= Similarity score =

Method of comparing players in the same sport

In sabermetrics and basketball analytics, similarity scores are a method of comparing baseball and basketball players (usually in MLB or the NBA) to other players, with the intent of discovering who the most similar historical players are to a certain player.

Similarity scores are among the many original sabermetric concepts first introduced by Bill James. James initially created the concept as a way to effectively compare non-Hall of Fame players to players in the Hall, to see who was either on track to make the HOF, or to determine if any eligible players had been snubbed by the selection committee. For example, if the most similar players to a non-HOFer were all in the Hall of Fame, one could effectively argue that that player should be in the Hall.

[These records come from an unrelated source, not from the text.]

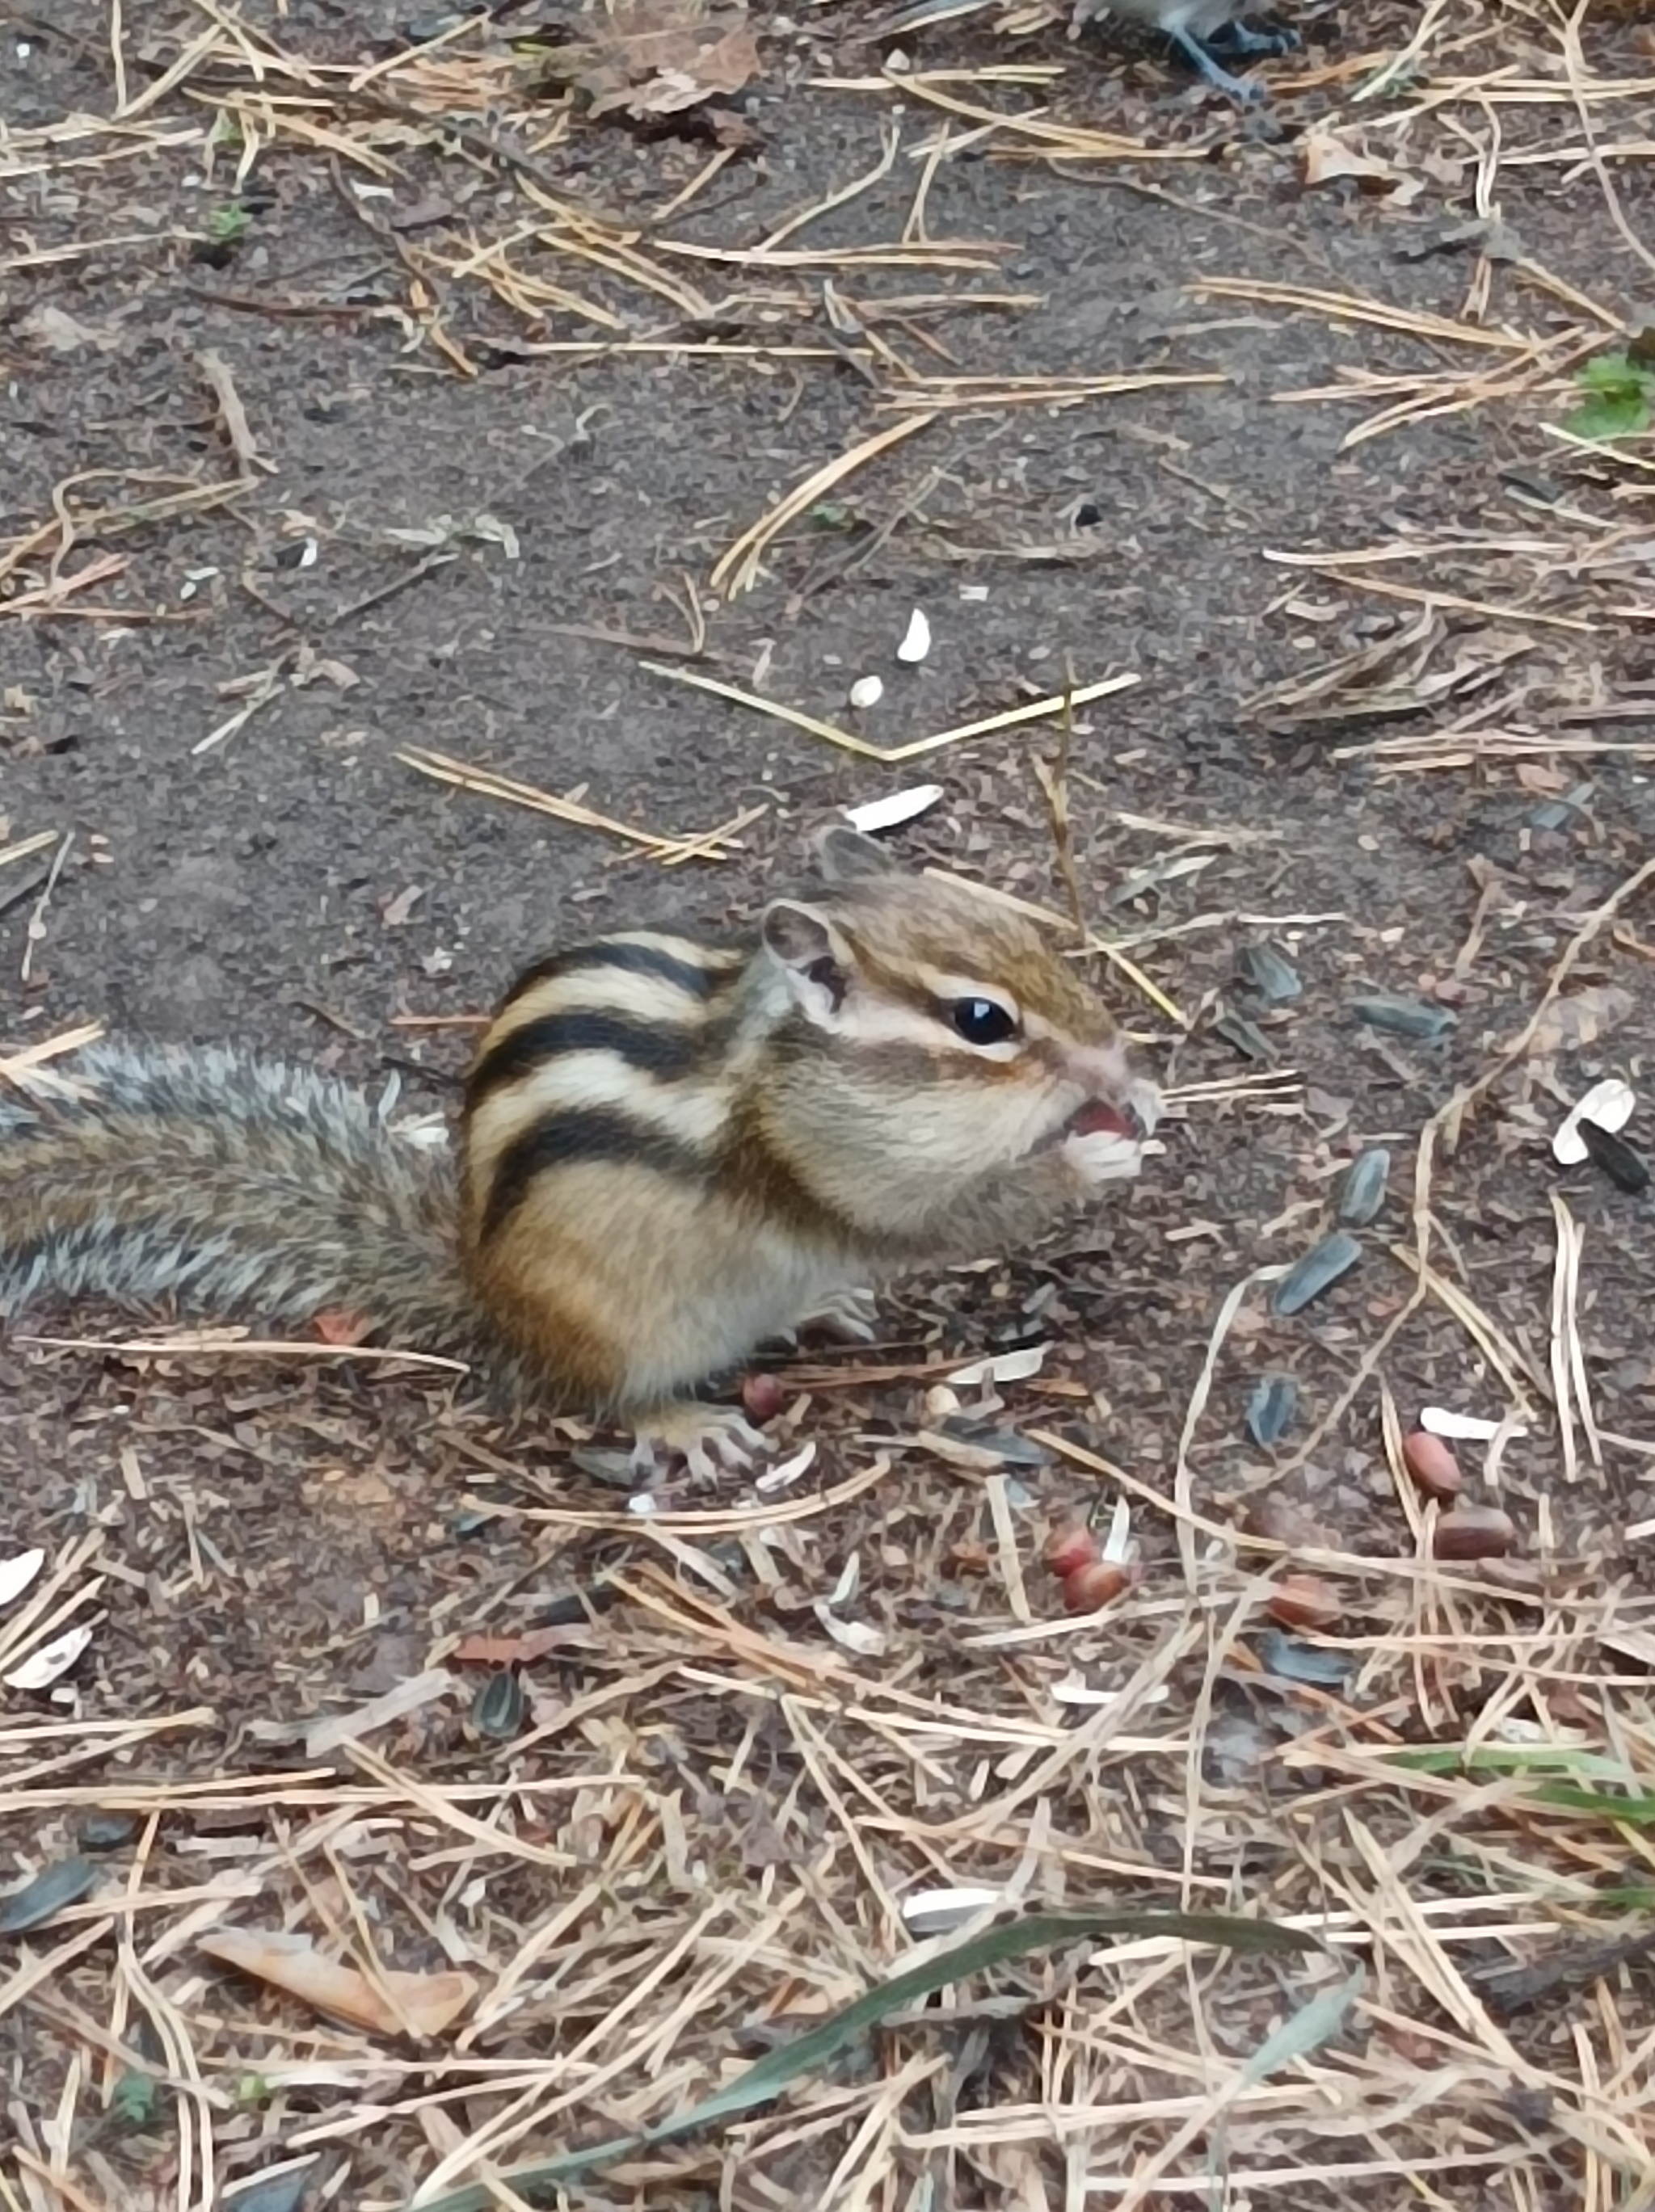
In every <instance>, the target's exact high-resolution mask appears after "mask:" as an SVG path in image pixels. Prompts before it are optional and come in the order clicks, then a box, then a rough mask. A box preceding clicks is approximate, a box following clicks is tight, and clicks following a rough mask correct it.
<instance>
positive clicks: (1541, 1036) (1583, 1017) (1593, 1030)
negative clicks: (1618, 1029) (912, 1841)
mask: <svg viewBox="0 0 1655 2212" xmlns="http://www.w3.org/2000/svg"><path fill="white" fill-rule="evenodd" d="M1631 1011H1633V993H1631V991H1624V989H1622V987H1620V984H1617V982H1600V984H1591V987H1589V989H1586V991H1571V993H1569V995H1566V998H1558V1000H1553V1002H1551V1006H1547V1011H1544V1018H1542V1020H1540V1024H1538V1029H1536V1033H1533V1040H1531V1044H1529V1051H1531V1053H1536V1055H1538V1057H1544V1060H1549V1057H1551V1055H1553V1053H1578V1051H1582V1046H1586V1044H1595V1042H1597V1040H1600V1037H1602V1035H1604V1033H1606V1031H1611V1029H1617V1026H1620V1024H1622V1022H1624V1020H1626V1015H1628V1013H1631Z"/></svg>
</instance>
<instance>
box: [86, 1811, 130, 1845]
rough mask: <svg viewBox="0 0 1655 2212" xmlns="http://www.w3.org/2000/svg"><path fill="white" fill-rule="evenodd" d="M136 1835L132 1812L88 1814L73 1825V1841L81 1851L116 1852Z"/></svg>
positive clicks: (128, 1842) (92, 1813)
mask: <svg viewBox="0 0 1655 2212" xmlns="http://www.w3.org/2000/svg"><path fill="white" fill-rule="evenodd" d="M135 1834H137V1814H133V1812H89V1814H84V1816H82V1818H80V1820H77V1823H75V1840H77V1843H80V1847H82V1851H117V1849H119V1847H122V1845H124V1843H131V1840H133V1836H135Z"/></svg>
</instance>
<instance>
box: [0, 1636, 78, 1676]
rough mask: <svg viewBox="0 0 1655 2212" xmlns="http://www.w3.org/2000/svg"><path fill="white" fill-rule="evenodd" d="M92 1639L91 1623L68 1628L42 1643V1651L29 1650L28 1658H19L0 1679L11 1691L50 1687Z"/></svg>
mask: <svg viewBox="0 0 1655 2212" xmlns="http://www.w3.org/2000/svg"><path fill="white" fill-rule="evenodd" d="M91 1639H93V1630H91V1626H89V1624H82V1626H80V1628H66V1630H64V1632H62V1635H60V1637H53V1641H51V1644H42V1646H40V1650H35V1652H29V1657H27V1659H20V1661H18V1666H13V1668H11V1670H9V1672H7V1674H0V1681H4V1683H7V1688H9V1690H49V1688H51V1686H53V1683H55V1681H58V1677H60V1674H66V1672H69V1670H71V1666H73V1663H75V1661H77V1659H80V1655H82V1652H84V1650H86V1646H89V1644H91Z"/></svg>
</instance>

More recently, similarity scores have been used to determine career paths and projected statistics for players. The logic behind this line of thought is simple: players often follow similar career trajectories to their most similar players, so the historical similar players' performance in years after the active player's current age should be a good predictor of that active player's future production. An example of this would be the Football Outsiders' discovery that all but the highest caliber of wide receivers suffer a marked decline after their seventh season in the NFL, a fact that bore out for the receivers selected in the 1996 NFL draft when their production collectively slipped.

Many baseball analysts have augmented James' method over the years, or come up with their own system of measuring similarity. Baseball Prospectus employs a projection system developed by Nate Silver known as PECOTA which applies nearest neighbor analysis to calculate similarities between players from different eras. Pro Football Prospectus (written by Football Outsiders) has their own system (dubbed "KUBIAK" after longtime Broncos backup quarterback Gary Kubiak) for projecting future performance. John Hollinger developed a similar system for basketball players in his Pro Basketball Forecast series of books, and several APBRmetricians have expanded on his methodology. Similarity scores are also used extensively in many statistical forecasting programs.